Factors in your FICO score:

  • 35% - Payment history
  • 30% - Amounts owed
  • 15% - Length of credit history
  • 10% - New type of credit
  • 10% - Types of credit used

In short, if you have a positive payment history (never paying late), your amounts of balances on your accounts are low, and you have a long history of positive accounts — then you most likely have a super credit score.

Those are the only factors of your FICO credit score. Your sex, race, color, religion, national origin, marital status, age, salary, occupation, and residency location will NOT be factors determining your score.  If its not in your credit report, then it’s not a factor.

Importance of FICO Scores

So why are FICO scores important and why are there so many people online searching about “FICA score?”
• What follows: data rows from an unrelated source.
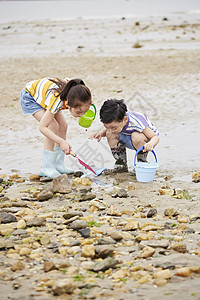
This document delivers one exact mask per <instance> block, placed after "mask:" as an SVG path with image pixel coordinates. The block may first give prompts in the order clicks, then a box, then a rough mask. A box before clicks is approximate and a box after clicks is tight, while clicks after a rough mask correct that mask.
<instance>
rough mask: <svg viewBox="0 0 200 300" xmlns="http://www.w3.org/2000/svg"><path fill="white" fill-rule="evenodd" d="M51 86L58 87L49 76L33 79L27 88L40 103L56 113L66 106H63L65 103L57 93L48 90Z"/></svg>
mask: <svg viewBox="0 0 200 300" xmlns="http://www.w3.org/2000/svg"><path fill="white" fill-rule="evenodd" d="M49 88H57V85H56V84H55V83H53V82H52V81H50V80H49V78H42V79H38V80H33V81H31V82H29V83H27V84H26V86H25V90H26V91H27V92H28V93H29V94H30V95H31V96H32V97H33V99H34V100H35V101H36V102H37V103H38V104H40V105H41V106H42V107H43V108H45V109H48V110H49V111H50V112H51V113H52V114H56V113H57V112H58V111H59V110H61V109H64V108H65V107H63V104H64V103H63V101H61V99H60V97H59V96H56V95H55V94H56V93H55V94H54V92H52V91H48V89H49Z"/></svg>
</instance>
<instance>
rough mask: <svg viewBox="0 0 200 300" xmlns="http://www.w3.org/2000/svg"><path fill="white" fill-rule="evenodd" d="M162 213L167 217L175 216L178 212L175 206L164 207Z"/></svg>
mask: <svg viewBox="0 0 200 300" xmlns="http://www.w3.org/2000/svg"><path fill="white" fill-rule="evenodd" d="M164 215H165V216H167V217H175V216H177V215H178V212H177V210H176V209H175V208H166V209H165V211H164Z"/></svg>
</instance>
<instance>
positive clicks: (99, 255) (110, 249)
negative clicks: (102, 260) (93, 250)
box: [95, 245, 115, 258]
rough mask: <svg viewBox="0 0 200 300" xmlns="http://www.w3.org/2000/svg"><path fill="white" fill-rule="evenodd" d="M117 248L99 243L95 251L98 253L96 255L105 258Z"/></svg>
mask: <svg viewBox="0 0 200 300" xmlns="http://www.w3.org/2000/svg"><path fill="white" fill-rule="evenodd" d="M114 250H115V248H114V247H113V246H112V245H99V246H95V253H96V255H95V256H96V257H97V258H99V257H101V258H105V257H107V256H112V254H113V251H114Z"/></svg>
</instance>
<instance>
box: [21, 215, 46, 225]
mask: <svg viewBox="0 0 200 300" xmlns="http://www.w3.org/2000/svg"><path fill="white" fill-rule="evenodd" d="M45 223H46V220H45V219H44V218H41V217H36V218H34V219H32V220H29V221H27V223H26V226H27V227H32V226H36V227H37V226H44V225H45Z"/></svg>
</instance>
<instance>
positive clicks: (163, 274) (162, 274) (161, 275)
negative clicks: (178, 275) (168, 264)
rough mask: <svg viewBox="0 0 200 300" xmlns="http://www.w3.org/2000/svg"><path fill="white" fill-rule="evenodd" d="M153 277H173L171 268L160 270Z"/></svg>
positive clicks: (156, 277)
mask: <svg viewBox="0 0 200 300" xmlns="http://www.w3.org/2000/svg"><path fill="white" fill-rule="evenodd" d="M153 277H154V278H155V279H169V278H171V277H172V272H171V271H170V270H169V269H166V270H162V271H158V272H157V273H155V274H154V275H153Z"/></svg>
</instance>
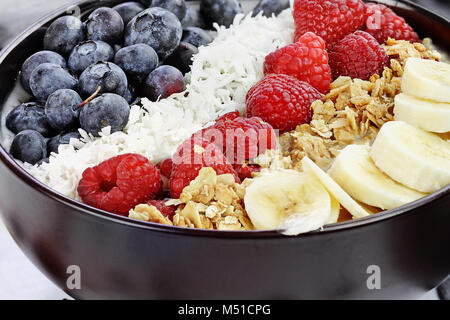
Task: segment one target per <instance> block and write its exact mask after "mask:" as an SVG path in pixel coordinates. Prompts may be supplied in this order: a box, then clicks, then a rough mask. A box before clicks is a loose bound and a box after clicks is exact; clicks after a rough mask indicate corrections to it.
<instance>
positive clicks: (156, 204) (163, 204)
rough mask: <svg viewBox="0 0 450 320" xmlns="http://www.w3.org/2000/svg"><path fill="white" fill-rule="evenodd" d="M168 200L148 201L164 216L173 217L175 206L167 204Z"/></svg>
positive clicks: (174, 214)
mask: <svg viewBox="0 0 450 320" xmlns="http://www.w3.org/2000/svg"><path fill="white" fill-rule="evenodd" d="M166 202H167V201H166V200H150V201H147V204H148V205H149V206H154V207H155V208H156V209H158V210H159V212H161V213H162V215H163V216H165V217H167V218H169V219H172V218H173V216H174V215H175V206H166Z"/></svg>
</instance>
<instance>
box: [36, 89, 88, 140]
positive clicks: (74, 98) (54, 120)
mask: <svg viewBox="0 0 450 320" xmlns="http://www.w3.org/2000/svg"><path fill="white" fill-rule="evenodd" d="M82 102H83V101H82V100H81V97H80V96H79V95H78V93H77V92H75V91H73V90H71V89H59V90H56V91H55V92H53V93H52V94H51V95H49V96H48V99H47V102H46V103H45V114H46V115H47V118H48V122H49V123H50V125H51V126H52V127H53V128H54V129H55V130H58V131H68V130H71V129H76V128H78V127H79V121H78V117H79V116H80V108H79V107H78V106H79V105H80V104H81V103H82Z"/></svg>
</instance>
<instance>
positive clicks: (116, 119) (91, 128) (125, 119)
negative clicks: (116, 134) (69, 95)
mask: <svg viewBox="0 0 450 320" xmlns="http://www.w3.org/2000/svg"><path fill="white" fill-rule="evenodd" d="M129 115H130V107H129V105H128V103H127V101H126V100H125V99H124V98H123V97H121V96H119V95H117V94H113V93H105V94H103V95H101V96H100V97H97V98H95V99H93V100H92V101H90V102H89V103H87V104H86V105H84V106H83V107H82V109H81V112H80V124H81V127H82V128H83V129H84V130H86V131H87V132H89V133H90V134H92V135H94V136H99V134H98V133H99V132H100V131H101V130H102V129H103V128H105V127H107V126H111V132H116V131H122V130H123V128H125V126H126V124H127V122H128V117H129Z"/></svg>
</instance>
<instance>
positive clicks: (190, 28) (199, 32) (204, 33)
mask: <svg viewBox="0 0 450 320" xmlns="http://www.w3.org/2000/svg"><path fill="white" fill-rule="evenodd" d="M213 40H214V39H213V37H212V36H211V35H210V34H209V32H207V31H205V30H203V29H200V28H198V27H189V28H186V29H184V30H183V36H182V38H181V41H184V42H188V43H190V44H192V45H194V46H196V47H197V48H198V47H201V46H206V45H208V44H210V43H211V42H212V41H213Z"/></svg>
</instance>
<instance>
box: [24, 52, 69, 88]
mask: <svg viewBox="0 0 450 320" xmlns="http://www.w3.org/2000/svg"><path fill="white" fill-rule="evenodd" d="M43 63H53V64H56V65H59V66H60V67H62V68H64V69H65V68H67V63H66V60H65V59H64V58H63V57H62V56H61V55H60V54H58V53H56V52H53V51H47V50H45V51H39V52H36V53H35V54H33V55H31V56H30V57H29V58H28V59H27V60H25V62H24V63H23V64H22V70H21V71H20V82H21V83H22V87H23V88H24V89H25V90H26V91H27V92H29V93H31V88H30V77H31V73H32V72H33V70H34V69H36V67H38V66H39V65H41V64H43Z"/></svg>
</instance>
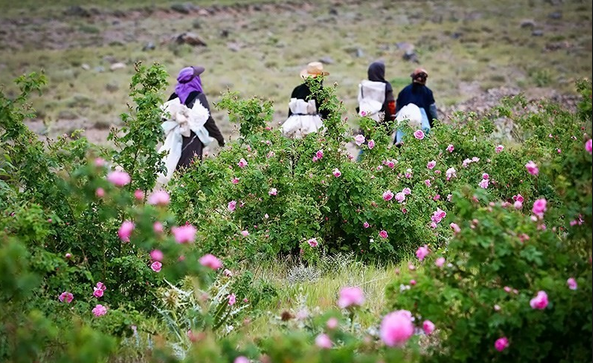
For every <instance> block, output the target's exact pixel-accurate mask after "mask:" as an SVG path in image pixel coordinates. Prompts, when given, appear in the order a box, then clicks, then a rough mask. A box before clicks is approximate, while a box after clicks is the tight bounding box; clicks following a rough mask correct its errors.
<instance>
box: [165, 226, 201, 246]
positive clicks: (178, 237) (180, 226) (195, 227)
mask: <svg viewBox="0 0 593 363" xmlns="http://www.w3.org/2000/svg"><path fill="white" fill-rule="evenodd" d="M197 231H198V230H197V229H196V227H194V226H192V225H191V224H188V225H185V226H180V227H173V228H171V233H173V236H174V237H175V241H177V243H191V242H193V241H194V240H195V239H196V232H197Z"/></svg>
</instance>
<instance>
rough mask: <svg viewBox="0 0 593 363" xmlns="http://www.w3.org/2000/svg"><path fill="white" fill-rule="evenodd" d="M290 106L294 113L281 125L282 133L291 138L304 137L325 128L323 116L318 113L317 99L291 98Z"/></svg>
mask: <svg viewBox="0 0 593 363" xmlns="http://www.w3.org/2000/svg"><path fill="white" fill-rule="evenodd" d="M288 107H289V108H290V111H291V112H292V115H290V117H289V118H288V119H287V120H286V121H284V123H283V124H282V126H281V130H282V135H284V136H286V137H290V138H297V139H298V138H302V137H303V136H304V135H307V134H310V133H312V132H317V131H319V130H320V129H321V128H323V122H322V121H321V116H319V115H318V114H317V107H316V106H315V100H309V101H308V102H306V101H305V100H301V99H297V98H291V99H290V102H289V103H288Z"/></svg>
A good FICO score increases your chances of receiving favorable interest rate.  With current interest rates, that means when you compare between an excellent FICO score of 760 and a poor FICO score of 580, there will be a difference of $780 in monthly mortgage payment for a 30 year fixed, $300,000 loan.

If that didn’t get your attention, the interest difference is a low 5.63% APR versus a high 9.451% APR. This is a significant impact as when the mortgage is paid off, the difference in total interest paid will be about $280,000!

Thus knowing and keeping your FICO score can be pretty important.  As long as you properly manage your credit usage, your FICO score should be top-notch and a non-issue.

This concludes a brief primer on FICA scores. Uh, I mean FICO scores.